Gipi: L’idea dei tableau vivantes nacque da Giovanni, fin dall’inizio. All’inizio era molto confusa, ma l’idea era quella di vedere dei disegni che si muovevano.

Giovanni: Conoscevo Ferdinando Falossi e sapevo che era l’unica persona che poteva aiutarci, non solo tecnicamente, ma anche dal punto di vista del processo. Non si trattava solamente di una maschera da indossare, ma era necessario fare tutto un processo attoriale per portarla in scena, e lui ci ha aiutato incredibilmente.

La struttura dello spettacolo è la stessa del fumetto: una voce narrante con le immagini da sfondo… L’intimità è la stessa o cambia qualcosa dalla pagina alla parola?

Gipi: La mia voce, è la voce fuori campo che racconta, equivale alla parte scritta dei miei fumetti. Il grado di intimità che si raggiunge con la scrittura non è minore di quello che si raggiunge con la parola.

Raccontare la vita di tuo padre significa raccontare anche episodi della seconda guerra mondiale…

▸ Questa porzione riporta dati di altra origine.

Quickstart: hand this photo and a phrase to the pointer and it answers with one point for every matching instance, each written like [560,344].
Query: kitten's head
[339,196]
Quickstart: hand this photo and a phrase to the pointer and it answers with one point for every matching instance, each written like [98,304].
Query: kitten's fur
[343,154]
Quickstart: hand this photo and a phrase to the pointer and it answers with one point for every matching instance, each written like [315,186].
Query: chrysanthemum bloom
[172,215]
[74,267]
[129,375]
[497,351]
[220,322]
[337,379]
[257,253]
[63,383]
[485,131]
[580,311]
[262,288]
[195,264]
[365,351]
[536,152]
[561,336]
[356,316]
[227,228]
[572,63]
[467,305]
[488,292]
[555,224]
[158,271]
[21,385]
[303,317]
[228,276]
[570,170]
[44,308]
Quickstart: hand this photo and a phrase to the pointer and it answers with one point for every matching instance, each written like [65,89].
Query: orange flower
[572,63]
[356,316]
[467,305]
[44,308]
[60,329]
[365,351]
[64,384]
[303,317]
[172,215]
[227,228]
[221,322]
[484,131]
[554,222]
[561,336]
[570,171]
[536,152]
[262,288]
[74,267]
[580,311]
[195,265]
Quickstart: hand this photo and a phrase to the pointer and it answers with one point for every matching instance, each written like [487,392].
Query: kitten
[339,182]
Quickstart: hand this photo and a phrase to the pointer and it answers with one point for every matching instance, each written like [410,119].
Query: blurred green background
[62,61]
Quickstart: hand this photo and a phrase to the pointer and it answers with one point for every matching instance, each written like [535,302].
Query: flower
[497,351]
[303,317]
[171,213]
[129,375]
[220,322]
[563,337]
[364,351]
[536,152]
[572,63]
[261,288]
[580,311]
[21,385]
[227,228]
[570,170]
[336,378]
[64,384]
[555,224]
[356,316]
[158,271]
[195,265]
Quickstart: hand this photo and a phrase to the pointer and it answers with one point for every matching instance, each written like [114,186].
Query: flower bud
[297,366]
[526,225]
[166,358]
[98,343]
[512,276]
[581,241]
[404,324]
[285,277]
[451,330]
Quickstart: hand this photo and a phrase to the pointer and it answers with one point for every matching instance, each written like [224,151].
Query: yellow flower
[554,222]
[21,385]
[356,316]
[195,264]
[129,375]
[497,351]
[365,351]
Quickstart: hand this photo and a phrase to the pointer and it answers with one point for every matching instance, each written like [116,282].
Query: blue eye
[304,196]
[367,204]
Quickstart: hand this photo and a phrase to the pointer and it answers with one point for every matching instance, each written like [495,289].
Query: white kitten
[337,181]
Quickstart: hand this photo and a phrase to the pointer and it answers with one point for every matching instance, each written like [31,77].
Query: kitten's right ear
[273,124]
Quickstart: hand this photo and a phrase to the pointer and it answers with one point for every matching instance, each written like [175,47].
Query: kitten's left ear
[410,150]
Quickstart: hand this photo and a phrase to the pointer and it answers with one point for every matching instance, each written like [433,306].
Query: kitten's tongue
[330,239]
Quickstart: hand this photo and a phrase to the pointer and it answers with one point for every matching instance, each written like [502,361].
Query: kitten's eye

Gipi: Certo, ma non è stata una scusa per raccontare la guerra. La cosa più importante, quando ho scritto il testo originario era sentire mio padre accanto. E il modo più presente in cui mi è stato vicino sono stati i racconti, non la vicinanza padre-figlio. I momenti più belli della mia famiglia, erano quando mio padre, a casa, raccontava le sue storie. Siccome le cose che raccontava erano sempre quelle, quando ho iniziato a scrivere il libro, mi è venuto spontaneo scriverle. E soprattutto non dire “Esse diceva”, ma di scrivere al presente. Per me era la chiave fondamentale, non fare un racconto dove ci fosse nascita, vita e morte di una persona, ma dove ci fosse una sottolineatura della mia convinzione che le cose non muoiono mai. Era per me una cura: io dico che mio padre non è passato, ma sono io che non riesco a vederlo, perché soffro di quel male che hanno gli esseri umani di subire il tempo invece che vederlo in una dimensione fisica. In quel modo mio padre non era nato e morto, mio padre “è”. E quindi il dolore che io provavo per la sua perdita diventava un’altra cosa, diventava una nostalgia come si può avere di un amico che è lontano e non di qualcuno la cui vita perde senso in quanto finita. Quindi ho iniziato a scrivere al presente perché per me era quella la battaglia contro il tempo e contro l’idea della morte. Speriamo di averla riportata in questo spettacolo.